Akhir-akhir ini di semua media,baik media massa maupun elektronik menyoroti permasalahan korupsi. Secara epidemilogis korupsi dapat dikatakan sebagai penyakit yang endemis yang dapat diartikan selalu ada sepanjang tahun walaupun jumlah tidak pasti. Mudah-mudahan Korupsi tidak merupakan “bagaikan fenomena gunung es (Ice berg) hanya sedikit yang tampak dipermukaan, padahal sesungguhnya penyakitnya cukup banyak”. Sedang bagi ahli sosial korupsi dikatakan suatu budaya. Sebelum membahas lebih lanjut tentang epidemilogi korupsi terlebih dahulu dilihat definisi dari kedua kata tersebut.
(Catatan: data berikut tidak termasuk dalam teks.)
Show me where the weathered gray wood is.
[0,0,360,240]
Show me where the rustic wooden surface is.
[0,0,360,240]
Epidemiologi berasal dari bahasa Yunani, yaitu Epi yang berarti pada, Demos yang berarti penduduk dan Logos yang berarti ilmu. Jadi Epidemiologi adalah ilmu yang mempelajari tentang penduduk. Dalam pengertian saat ini epidemiologi adalah ilmu yang mempelajari tentang frekuensi, distribusi serta masalah-masalah kesehatan yang menimpa pada sekelompok penduduk dan faktor-faktor yang mempengaruhinya.
Korupsi menurut M. Syamsa Ardisasmita (Deputi Bidang Informasi dan Data, Komisi Pemberantasan Korupsi):  “ Menurut perspektif hukum, definisi korupsi secara gamblang telah dijelaskan dalam 13 buah Pasal dalam UU No. 31 Tahun 1999 yang telah diubah dengan UU No. 20 Tahun 2001 tentang Pemberantasan Tindak Pidana Korupsi. Berdasarkan pasal-pasal tersebut, korupsi dirumuskan kedalam 30 bentuk/jenis tindak pidana korupsi. Pasal pasal tersebut menerangkan secara terperinci mengenai perbuatan yang bisa dikenakan sanksi pidana karena korupsi. Ketigapuluh bentuk/jenis tindak pidana korupsi tersebut pada dasarnya dapat dikelompokkan sebagai berikut:
1. Kerugian keuangan Negara, 2. Suap-menyuap, 3. Penggelapan dalam jabatan,4. Pemerasan, 5. Perbuatan curang,6. Benturan kepentingan dalam pengadaan, 7. Gratifikasi “
Secara epidemiologis korupsi dipengaruhi oleh tiga variable utama yaitu Tempat, Waktu dan Orang.
Untuk menjelaskan factor tempat, waktu dan orang ini kami berdasarkan informasi dari berbagai media cetak maupun elektronik yang selama ini telah memberitakannya.

a.   Tempat
Faktor tempat menunjukkan dimana terjadinya masalah korupsi tersebut. Korupsi sering terjadi  di lingkungan birokrasi pemerintahan, 
 - ditingkat pemerintah pusat (kementerian, UPT,dsb), 
 - pemerintah daerah Provinsi (dinas, dsb), 
 - pemerintah Kabupaten/Kota (dinas, dsb) atau bahkan 
 - ditingkat kecamatan dan kelurahan. 
 - Juga terjadi di badan-badan umum milik Negara (BUMN). Secara garis besar terjadi pada tempat-tempat yang mengelola keuangan / aggaran Negara.

b.  Waktu
Waktu menunjukkan kapan pada umumnya korupsi tersebut terjadi. Secara umum korupsi terjadi sepanjang tahun. Secara spesifik terjadi pada saat :
 - turunnya anggaran, 
 -saat pelaksanaan tender, 
 -pada saat pelaksanaan kegiatan dan pada akhir kegiatan

c.   Orang
Factor orang menunjukkan siapa dan karena apa melakukan korupsi. Berdasarkan informasi baik di media cetak dan elektronik menyebutkan bahwa Korupsi ini telah dilakukan oleh kalangan birokrasi dari eselon tertinggi sampai eselon terendah, dan para pengelola anggaran Negara (pejabat perencana,pejabat pelaksana, pejabat pembuat komitmen, pejabat pengadaan barang dan jasa, pejabat penilai/pengawas,dll). Jenis/tingkat jabatan dan masa jabatan juga dapat mempengaruhi kejadian korupsi.Bahkan ada juga pejabat dari legislatif (DPR, DPRD) dan yudikatif (hakim, jaksa).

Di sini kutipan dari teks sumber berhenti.